Tweets can improve urban planning: report

You can get better information on urban land use on Twitter

Update: 2014-12-30 21:16 GMT

London: Geo-localised tweets can be a very useful source of information for urban planning and land use, a new study has found. Researchers have already done it in Manhattan, Madrid and London and have been able to identify, for example, nightlife areas of these large cities. Every day millions of citizens around the world generate massive amounts of geolocalised content using mobile applications and social networks.           

Especially on Twitter, which could become a sensor of interactions between people and their environment and provide guidelines for planning life in the city.

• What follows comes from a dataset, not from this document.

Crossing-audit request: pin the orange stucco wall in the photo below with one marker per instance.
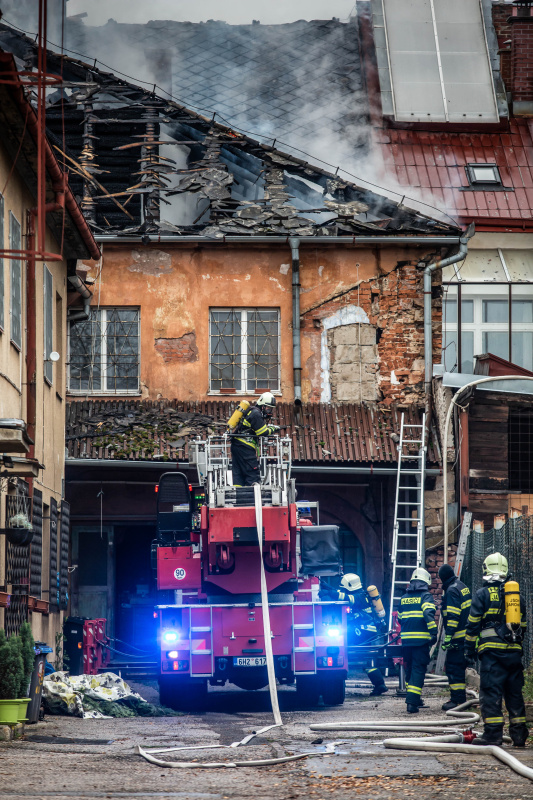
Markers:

A forgotten issue in urbanism is land use during the night time, with problems such as noise and dirt, which could be improved with this type of tool. Enrique and Vanessa Frias-Martinez, researchers at   Telefonica Research in Madrid and the University of Maryland (US) respectively, have suggested using geolocalised tweets for urban planning and land use.           

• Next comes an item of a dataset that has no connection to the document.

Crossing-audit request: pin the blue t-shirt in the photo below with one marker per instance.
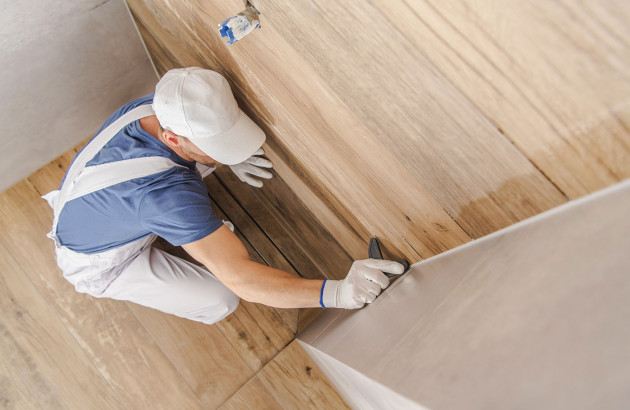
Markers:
(173, 204)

"Geolocalised tweets can be a very useful source of information for planning, since it is an activity carried out  by a large number of people who provide information on where  they are at a specific time and what they are doing," Enrique  said. The researcher points out that "thanks to the increased use of smartphones, social networks like Twitter and Facebook have made it possible to access and produce information ubiquitously."            

These networks, he added, generate tags with the event's geolocation. "For example, Twitter includes longitude-latitude information in the tweet if the user so desires. Amongst possible applications we have seen that this network could be highly suited to helping in urban planning, especially in  identifying land use," researchers said.            

Using Twitter, "you can capture information on urban land use more efficiently and for a much larger number of people than with questionnaires," said Enrique.     The new technique "automatically determines land uses in urban areas by grouping together geographical regions with  similar patterns of Twitter activity," researchers said.

Using aggregate activity of tweets, the researchers have studied land use in Manhattan, Madrid and London. In the first two cases they identified four uses: residential, business, daytime leisure (mainly parks and tourist areas) and nightlife areas. In London, they also established industrial land uses. These results were validated   with open data sources. The study was published in the journal Engineering  Applications of Artificial Intelligence.